While both communal and campus kiruv are important, both approaches are expensive and demand a serious allocation of limited communal resources. In justifying the communal expenditure, the cost should be assessed as one would an initial investment in a start-up venture. After all, the returns on these investments will manifest in multiple manners, and in a leveraged growth for so many dimensions of an expanded and increasingly motivated Klal Yisrael.

For example, were it to cost $20,000 in communal funds[1]for the staffing and funding that leads to each ba’al teshuva who joins the Torah community, it would be an investment well spent. Even in the early stages of development, it is not unreasonable to project successful ventures that will allow for a significant infusion of baalei teshuva at the suggested cost.

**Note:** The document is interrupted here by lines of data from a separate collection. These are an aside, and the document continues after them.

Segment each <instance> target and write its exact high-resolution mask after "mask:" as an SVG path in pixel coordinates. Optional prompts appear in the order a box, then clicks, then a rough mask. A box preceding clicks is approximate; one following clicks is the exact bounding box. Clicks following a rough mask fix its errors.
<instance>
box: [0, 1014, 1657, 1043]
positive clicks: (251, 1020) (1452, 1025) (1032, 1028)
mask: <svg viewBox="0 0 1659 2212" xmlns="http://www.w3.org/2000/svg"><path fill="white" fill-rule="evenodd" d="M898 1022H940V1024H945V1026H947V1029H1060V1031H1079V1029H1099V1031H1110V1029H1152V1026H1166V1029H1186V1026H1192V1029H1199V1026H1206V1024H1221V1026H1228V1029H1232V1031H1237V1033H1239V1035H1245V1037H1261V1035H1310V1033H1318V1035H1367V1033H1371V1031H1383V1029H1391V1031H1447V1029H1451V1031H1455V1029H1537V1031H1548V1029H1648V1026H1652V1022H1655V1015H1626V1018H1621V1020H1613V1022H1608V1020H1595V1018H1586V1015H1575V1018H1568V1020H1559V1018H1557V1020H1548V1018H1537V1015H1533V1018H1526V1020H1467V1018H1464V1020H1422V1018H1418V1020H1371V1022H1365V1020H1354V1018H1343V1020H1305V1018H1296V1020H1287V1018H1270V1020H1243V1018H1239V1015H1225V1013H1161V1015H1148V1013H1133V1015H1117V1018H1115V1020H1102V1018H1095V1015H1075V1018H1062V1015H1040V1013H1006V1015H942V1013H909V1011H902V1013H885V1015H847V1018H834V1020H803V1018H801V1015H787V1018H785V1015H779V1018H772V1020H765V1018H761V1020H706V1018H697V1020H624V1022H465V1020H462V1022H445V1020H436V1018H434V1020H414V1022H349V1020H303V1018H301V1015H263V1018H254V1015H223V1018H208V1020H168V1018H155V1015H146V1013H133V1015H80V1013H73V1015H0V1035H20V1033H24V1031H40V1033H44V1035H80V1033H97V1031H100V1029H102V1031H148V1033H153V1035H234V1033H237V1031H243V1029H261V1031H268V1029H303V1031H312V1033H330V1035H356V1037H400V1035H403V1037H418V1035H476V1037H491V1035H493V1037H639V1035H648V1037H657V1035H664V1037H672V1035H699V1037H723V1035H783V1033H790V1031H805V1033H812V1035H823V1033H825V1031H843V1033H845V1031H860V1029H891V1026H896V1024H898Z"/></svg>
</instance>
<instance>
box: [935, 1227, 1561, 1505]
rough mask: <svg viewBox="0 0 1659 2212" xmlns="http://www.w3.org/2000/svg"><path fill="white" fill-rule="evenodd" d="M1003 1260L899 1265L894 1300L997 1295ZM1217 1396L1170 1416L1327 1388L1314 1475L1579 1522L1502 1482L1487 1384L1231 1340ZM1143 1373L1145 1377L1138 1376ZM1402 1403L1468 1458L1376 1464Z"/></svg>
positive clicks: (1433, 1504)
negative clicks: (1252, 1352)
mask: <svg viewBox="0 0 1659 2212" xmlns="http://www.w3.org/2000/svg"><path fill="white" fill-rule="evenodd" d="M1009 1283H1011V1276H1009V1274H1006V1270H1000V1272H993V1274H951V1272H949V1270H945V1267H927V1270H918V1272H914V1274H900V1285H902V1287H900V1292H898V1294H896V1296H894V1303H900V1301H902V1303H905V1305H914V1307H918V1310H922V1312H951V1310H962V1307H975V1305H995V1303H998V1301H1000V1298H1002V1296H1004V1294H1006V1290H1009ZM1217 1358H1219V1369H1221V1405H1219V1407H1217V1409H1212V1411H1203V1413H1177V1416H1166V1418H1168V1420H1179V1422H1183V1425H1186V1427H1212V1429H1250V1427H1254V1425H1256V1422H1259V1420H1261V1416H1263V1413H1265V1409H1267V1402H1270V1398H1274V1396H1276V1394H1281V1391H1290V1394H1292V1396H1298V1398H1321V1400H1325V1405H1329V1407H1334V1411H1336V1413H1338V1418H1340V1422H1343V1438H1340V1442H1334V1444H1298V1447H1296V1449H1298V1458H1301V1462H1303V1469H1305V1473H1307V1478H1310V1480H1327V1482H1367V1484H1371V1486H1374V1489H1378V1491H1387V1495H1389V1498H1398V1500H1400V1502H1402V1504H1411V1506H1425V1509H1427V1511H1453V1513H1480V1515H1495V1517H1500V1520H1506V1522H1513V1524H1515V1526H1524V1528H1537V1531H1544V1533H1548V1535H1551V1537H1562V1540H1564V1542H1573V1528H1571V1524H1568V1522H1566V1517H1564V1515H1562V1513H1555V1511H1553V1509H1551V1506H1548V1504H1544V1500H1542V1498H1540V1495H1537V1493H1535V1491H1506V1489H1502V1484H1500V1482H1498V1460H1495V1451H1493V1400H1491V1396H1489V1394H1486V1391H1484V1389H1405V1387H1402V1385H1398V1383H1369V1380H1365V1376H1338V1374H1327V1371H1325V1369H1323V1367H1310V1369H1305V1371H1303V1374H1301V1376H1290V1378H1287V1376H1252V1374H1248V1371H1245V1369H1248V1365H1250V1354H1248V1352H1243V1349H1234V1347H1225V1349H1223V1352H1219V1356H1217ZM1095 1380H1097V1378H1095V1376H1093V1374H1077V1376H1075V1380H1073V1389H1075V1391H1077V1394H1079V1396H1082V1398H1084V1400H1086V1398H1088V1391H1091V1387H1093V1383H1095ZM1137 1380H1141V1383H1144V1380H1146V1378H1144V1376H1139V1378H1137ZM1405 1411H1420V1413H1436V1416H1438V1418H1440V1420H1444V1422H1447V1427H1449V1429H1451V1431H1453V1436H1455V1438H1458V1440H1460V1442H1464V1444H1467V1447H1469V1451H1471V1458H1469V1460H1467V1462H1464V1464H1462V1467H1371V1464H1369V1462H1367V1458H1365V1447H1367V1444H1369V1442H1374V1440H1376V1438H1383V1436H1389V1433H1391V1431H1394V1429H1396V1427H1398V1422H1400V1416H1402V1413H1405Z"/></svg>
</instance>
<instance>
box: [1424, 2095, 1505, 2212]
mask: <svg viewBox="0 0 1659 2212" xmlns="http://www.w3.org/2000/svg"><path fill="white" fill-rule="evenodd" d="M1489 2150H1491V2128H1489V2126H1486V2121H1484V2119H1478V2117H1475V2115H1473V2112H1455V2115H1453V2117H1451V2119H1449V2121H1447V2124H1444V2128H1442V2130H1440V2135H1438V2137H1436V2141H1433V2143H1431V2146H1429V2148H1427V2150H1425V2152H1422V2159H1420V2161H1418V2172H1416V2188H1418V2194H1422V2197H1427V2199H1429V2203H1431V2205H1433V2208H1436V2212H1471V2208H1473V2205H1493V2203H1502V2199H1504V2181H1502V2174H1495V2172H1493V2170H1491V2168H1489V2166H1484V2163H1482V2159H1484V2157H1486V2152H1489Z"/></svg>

Play it out one generation. In a mere twenty years, the individual is now married with a family, and is no longer one observant, committed Jew, but rather three or five, or more. With no need for a further infusion of kiruv funds, the next generation is now exponentially greater. Our initial kiruv investment has now been pared down to but a few dollars per affected Jew, and in return, the community enjoys askonim (activists), talmidei chachomim (Torah scholars), leaders in chessed (charitable work) and inspiration and families who have successfully integrated into the fabric of the Torah community. [2]

And that takes us back to the Met Life Stadium.

While support for our Torah institutions and schools must obviously be maintained, we must also include those “Not Yet Ba’alei Teshuva” among our priorities. With effective follow up, trends indicate that 400 of those 2,000 students and young professionals at the Siyum HaShas will go on to make major strides in limud hatorah (Torah study) and shmiras hamitzvos (mitzvah observance). In some of the more successful campus kiruv models, 25% of those who have effective follow up activities following initial meaningful Torah experiences such as Israel trips become Torah observant. The overwhelming majority of the 2,000 in attendance that night were participants on such a track.

As Chazal (our sages) have indicated, “elef nichnasu” – of every 1,000 students that enter the Beis HaMedrash (study hall), only a minority excels – but all of them grow from the experience.

Consequently, while it certainly makes sense to reach thousands in an attempt to prevent intermarriage, the proscribed portal of engagement must always include opportunity for a meaningful percentage to pursue far greater growth and limud haTorah.

The overwhelming majority may never achieve the goal of active Torah living but a natural by-product of effective informal Torah education is a dramatic decrease in intermarriage Among the over 40,000 non-observant students and young professionals involved in ongoing Torah study and other kiruv activities who have married, the intermarriage rate is under 2%.

One last thought. These reflections have focused on the kiruv efforts and investments likely to produce the greatest potential for long-term success, loosely defined as sustaining a Torah-true lifestyle. However, this cold and calculated assessment should not ignore or undermine the numerous mitzvos fulfilled in every kiruv encounter, regardless of ultimate results.

The inestimable value and merit of such efforts will certainly secure a special place in eternity for those toiling for Klal Yisroel, faithfully following the trail blazed by Avraham Avinu himself.

Rabbi Raphael B. Butler is the President of the Afikim Foundation.

1 Evaluating costs per student is always difficult. Were to develop a similar evaluation for the cost per 12 years of day school, mesivtos, kolelim, etc. we would immediately appreciate that priorities cannot be developed solely based on cost.

2 Though, in many instances, the integration process is far from smooth in the first generation, a review of the challenges and possible solutions is beyond the scope of this article.